How do I interpret the analysis "Details"?
The "Details" section gives you the analysis of the computer. The essential information it gives you are the best variations it has found (a variation is a possible continuation of the game), the score of each variation, and the "depth" of the analysis it has been able to do for each variation.
The computer displays up to 4 of the best variations it has found for the side to move, one per line.
You can swipe the analysis to the left or right to see more than fits on the screen.
Let's say it's white to play, and we look at the details.
Here is what we could see on an iPad:
#1: d4 (+0.70 Depth 9)
d4 d5 Bb5+
#2: d3 (+0.38 Depth 9)
d3 Bg7 d4
#3: O-O (+0.36 Depth 9)
O-O e5 Ng5
#4: Ng5 (+0.28 Depth 9)
Ng5 d5 Bb5+
...and on an iPhone or iPod touch:
D9 +0.70 d4 d5 Bb5+
D9 +0.38 d3 Bg7 d4
D9 +0.36 O-O e5 Ng5
D9 +0.28 Ng5 d5 Bb5+
The first variation is always the best in the computer's opinion, but you should really keep in mind that all the variations shown are excellent. Inferior variations are simply not displayed at all, and so sometimes you will see less than 4 variations: if there are only 2 excellent moves for example, only these two will be shown. Please don't obsess over the order of the moves, because playing any of them will probably lead you to the victory anyway.

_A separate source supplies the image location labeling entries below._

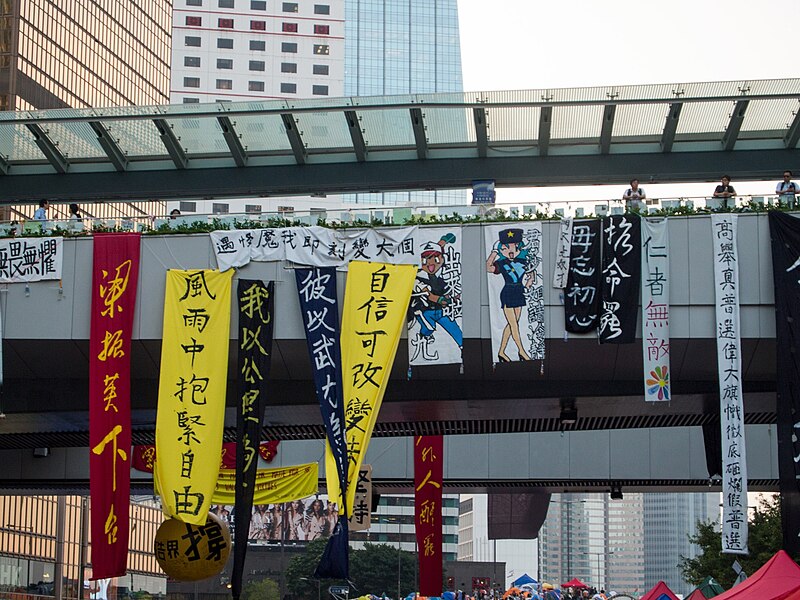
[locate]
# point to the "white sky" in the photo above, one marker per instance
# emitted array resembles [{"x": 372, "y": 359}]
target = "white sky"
[{"x": 532, "y": 44}]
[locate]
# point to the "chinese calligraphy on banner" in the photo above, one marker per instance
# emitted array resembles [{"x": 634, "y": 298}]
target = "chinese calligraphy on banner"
[
  {"x": 115, "y": 274},
  {"x": 434, "y": 316},
  {"x": 191, "y": 390},
  {"x": 375, "y": 303},
  {"x": 516, "y": 291},
  {"x": 620, "y": 285},
  {"x": 256, "y": 303},
  {"x": 734, "y": 465},
  {"x": 428, "y": 471},
  {"x": 582, "y": 294},
  {"x": 655, "y": 309},
  {"x": 31, "y": 259},
  {"x": 785, "y": 232}
]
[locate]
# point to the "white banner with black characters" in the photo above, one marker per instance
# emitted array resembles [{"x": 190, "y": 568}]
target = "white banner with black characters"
[
  {"x": 434, "y": 314},
  {"x": 31, "y": 259},
  {"x": 729, "y": 365},
  {"x": 561, "y": 265},
  {"x": 314, "y": 246},
  {"x": 655, "y": 310},
  {"x": 516, "y": 292}
]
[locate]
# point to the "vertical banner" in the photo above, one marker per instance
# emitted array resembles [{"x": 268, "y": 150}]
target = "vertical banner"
[
  {"x": 256, "y": 308},
  {"x": 375, "y": 304},
  {"x": 582, "y": 297},
  {"x": 621, "y": 272},
  {"x": 734, "y": 464},
  {"x": 516, "y": 291},
  {"x": 561, "y": 265},
  {"x": 434, "y": 315},
  {"x": 191, "y": 391},
  {"x": 428, "y": 459},
  {"x": 115, "y": 275},
  {"x": 655, "y": 309},
  {"x": 785, "y": 233}
]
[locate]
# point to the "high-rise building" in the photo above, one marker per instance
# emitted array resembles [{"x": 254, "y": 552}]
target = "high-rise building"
[{"x": 83, "y": 54}]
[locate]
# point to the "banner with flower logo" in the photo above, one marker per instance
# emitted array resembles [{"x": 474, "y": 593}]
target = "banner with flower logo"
[{"x": 655, "y": 310}]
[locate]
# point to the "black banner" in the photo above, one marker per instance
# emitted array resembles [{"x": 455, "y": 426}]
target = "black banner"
[
  {"x": 582, "y": 295},
  {"x": 622, "y": 272},
  {"x": 785, "y": 233},
  {"x": 256, "y": 303}
]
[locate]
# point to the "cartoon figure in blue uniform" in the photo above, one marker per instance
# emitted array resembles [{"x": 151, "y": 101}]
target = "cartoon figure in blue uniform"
[{"x": 509, "y": 258}]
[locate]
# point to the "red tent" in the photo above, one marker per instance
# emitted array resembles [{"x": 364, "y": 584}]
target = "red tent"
[
  {"x": 660, "y": 591},
  {"x": 575, "y": 583},
  {"x": 778, "y": 579}
]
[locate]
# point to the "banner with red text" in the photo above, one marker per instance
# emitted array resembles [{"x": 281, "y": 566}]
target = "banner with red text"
[
  {"x": 428, "y": 460},
  {"x": 115, "y": 274}
]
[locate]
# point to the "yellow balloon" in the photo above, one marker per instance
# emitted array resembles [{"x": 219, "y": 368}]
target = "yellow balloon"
[{"x": 190, "y": 552}]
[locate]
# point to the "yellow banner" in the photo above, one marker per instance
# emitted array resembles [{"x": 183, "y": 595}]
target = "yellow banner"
[
  {"x": 272, "y": 485},
  {"x": 191, "y": 391},
  {"x": 375, "y": 303}
]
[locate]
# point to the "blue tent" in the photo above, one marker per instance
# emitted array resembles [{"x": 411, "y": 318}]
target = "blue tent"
[{"x": 523, "y": 580}]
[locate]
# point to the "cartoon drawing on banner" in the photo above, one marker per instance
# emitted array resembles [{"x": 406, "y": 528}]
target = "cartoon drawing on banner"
[
  {"x": 509, "y": 258},
  {"x": 434, "y": 314}
]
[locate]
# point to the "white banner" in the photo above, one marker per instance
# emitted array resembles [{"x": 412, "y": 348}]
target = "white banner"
[
  {"x": 314, "y": 246},
  {"x": 516, "y": 293},
  {"x": 30, "y": 259},
  {"x": 434, "y": 317},
  {"x": 561, "y": 265},
  {"x": 655, "y": 310},
  {"x": 729, "y": 365}
]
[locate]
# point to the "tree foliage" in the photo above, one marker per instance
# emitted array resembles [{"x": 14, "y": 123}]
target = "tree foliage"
[{"x": 765, "y": 539}]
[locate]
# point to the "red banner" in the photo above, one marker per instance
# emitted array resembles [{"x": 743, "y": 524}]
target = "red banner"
[
  {"x": 428, "y": 459},
  {"x": 115, "y": 275}
]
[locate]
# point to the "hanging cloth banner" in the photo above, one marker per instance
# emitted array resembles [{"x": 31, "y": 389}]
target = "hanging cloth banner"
[
  {"x": 785, "y": 232},
  {"x": 434, "y": 315},
  {"x": 375, "y": 303},
  {"x": 655, "y": 310},
  {"x": 561, "y": 265},
  {"x": 30, "y": 259},
  {"x": 319, "y": 308},
  {"x": 582, "y": 297},
  {"x": 734, "y": 465},
  {"x": 428, "y": 460},
  {"x": 256, "y": 302},
  {"x": 516, "y": 291},
  {"x": 621, "y": 273},
  {"x": 191, "y": 391},
  {"x": 115, "y": 275}
]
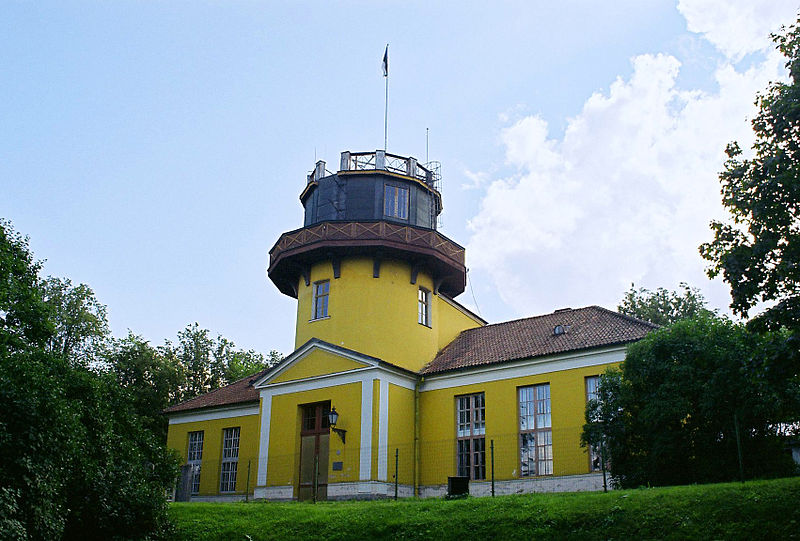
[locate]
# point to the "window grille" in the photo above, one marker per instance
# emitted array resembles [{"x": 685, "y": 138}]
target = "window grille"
[
  {"x": 536, "y": 433},
  {"x": 424, "y": 307},
  {"x": 395, "y": 202},
  {"x": 230, "y": 459},
  {"x": 321, "y": 294},
  {"x": 195, "y": 458},
  {"x": 592, "y": 389},
  {"x": 470, "y": 432}
]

Every variation starts with what the computer considers as an excellent move for the side to move. You take the first move of every line (variation) and these are the moves the computer suggests to play in this position. For the example above, it means that the best moves are:
d4 (it means pawn to the d4 square)
d3 (pawn to the d3 square)
O-O (short castle, a special move)
Ng5 (Knight to the g5 square)
After the variation's first move, you find the most probable continuation. For example in the first variation the computer thinks that after white has played pawn to d4, black will play d5 (pawn to d5) and white will then play Bb5+ (Bishop to b5, the plus sign reminding you that this move gives check).
For each variation, the score that is displayed represents how well the white side is doing if it plays this line. By default, all scores are from white's point of view, which is now standard in chess. You can change this in the Settings page.
A score near 0.00 means that white has no advantage over black.
A score around +1.00 means that white is approximately one pawn better than black. White may have a real advantage of exactly one pawn, or this advantage can come from a superior position with exactly the same material on both sides.
If the score is around -1.00, then white is behind by approximately one pawn or has positional weaknesses equivalent to being one pawn behind.
For higher or lower scores, the following standard scoring system is used:
Pawn = 1.00
Knight = 3.00
Bishop = 3.00
Rook = 5.00
Queen = 9.00
So a score of +2.00 could either mean that white has an advantage of 2 pawns, or 1 pawn and a much better position, or has traded a knight against a rook. Or any other combination...
Generally in grandmaster games an advantage of 2.00 or more is considered decisive. For amateur games, it must be more than that to say that the game is practically over.
A special case happens when the app has seen that one side could checkmate. In this case, the score will be represented as "+Mn" or "-Mn". For example, "+M2" means that white will mate in 2 moves, and "-M1" means that white will be checkmated on the next move.
The "Dx" or "Depth x" part represents the depth of the computation the app has done to find the best moves and the associated scores. It is the number of moves by every side (sometimes called the number of "half moves"). A depth of 2 means that the app has been able to compute every move by the side to move followed by every move of its opponent (that is, one move for each opponent).
A small depth like 4 or 5 is generally not enough to play well. Depths starting at 6 and above give good assessments of the position and of the best moves. A depth of 6 means that the computer has been able to compute all possible continuations on 3 full moves (3 moves by each side).
As you can guess, the higher the depth, the better the analysis.